Top 12 Produce to Buy Organic To Avoid Pesticides, Fungicides and Herbicides
The Environmental Working Group calls these 12 fruits and vegetables the “Dirty Dozen”, when they’re grown non-organically. In descending order of pesticide residues, they are:
- Bell peppers
- Nectarines – imported
- Cherry tomatoes
- Snap peas – imported
How to Clean Your Produce
If you must buy these items non-organic, soak them in water containing 5% vinegar OR a teaspoon of sea salt per cup of water OR a small amount of mild dishwashing liquid, and then rinse well, scrubbing gently with a brush when possible. Peel those which can be peeled.
888 million pounds of pesticides are applied each year in the US – nearly 3 pounds per person. Here are some details from the “worst” 10 types of produce.
Apples (including apple juice and apple sauce)
An apple a day keeps us doctors away… or so they say! Apples are a very healthy food choice, packed with antioxidants known as flavonoids, vitamins and fiber. Unfortunately, they lead the list as one of the fruits and vegetables you may want to avoid unless you can buy organic.
Apples grown in the US are frequently coated with a pesticide that’s been banned in the European Union. The pesticide, diphenylamine (DPA), is sprayed on apples after they are harvested to prevent browning. The European Union banned fruits containing more than 0.1 part per million of DPA in March, due to the pesticide’s potential links to cancer.
The United States currently allows 10 parts per million of DPA. An USDA analysis of raw apples in 2010 found DPA on 80 percent of apples tested. The US Environmental Protection Agency has not evaluated the safety of DPA recently, but in a statement in 1997 they found a “reasonable certainty of no harm”.
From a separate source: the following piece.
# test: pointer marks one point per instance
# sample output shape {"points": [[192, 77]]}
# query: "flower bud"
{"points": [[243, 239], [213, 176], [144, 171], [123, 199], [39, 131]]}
If that’s not enough cause for concern, more than 40 other pesticides, herbicides and fungicides are approved for use when growing apples.
Sixty-five different pesticides, herbicides and fungicides are registered for use on strawberries in the USA. In testing of produce samples which have pesticide residues that exceed allowed tolerance levels, the USDA reports non-organic strawberries more frequently than any other fruit or vegetable. Other, similar berries also tend to be high in pesticide residues.
Grapes, particularly imported (includes raisins)
In particular, avoid grapes imported from Chile, as the US Government requires that all grapes (and other stone fruits) originating there must be sprayed with methyl bromide when they arrive in the US, to prevent insect pests from hitching a ride on the fruit shipments. Methyl bromide is classified as a Toxicity Category 1 compound.
Grapes are also frequently sprayed with fungicide just before shipping to prevent spoilage.
More than 60% of imported raisins (and 30% of domestic ones) have detectable pesticide residues when tested.
Celery has a high water content which makes it adept at pulling plenty of toxins from the soil it is grown in. In FDA tests celery is more likely (82% of samples tested positive) than any other vegetable to contain pesticide residue. Ideally, you will choose organic celery for your green smoothies!
Peaches are similar to nectarines in risk. The USDA identifies 20 different honey bee toxins found in peaches, among 62 total pesticide residues.
More than 60% of the nonorganic spinach tested by the FDA contains pesticide residue, including DDT and other highly toxic pesticides. Sure, spinach is very good for you, if you buy organic.
These otherwise healthy vegetables are approved to be grown with over 50 chemicals, including 10 organophosphates. They are typically treated with insecticides two to six times, as well as being sprayed with herbicides, fungicides and more.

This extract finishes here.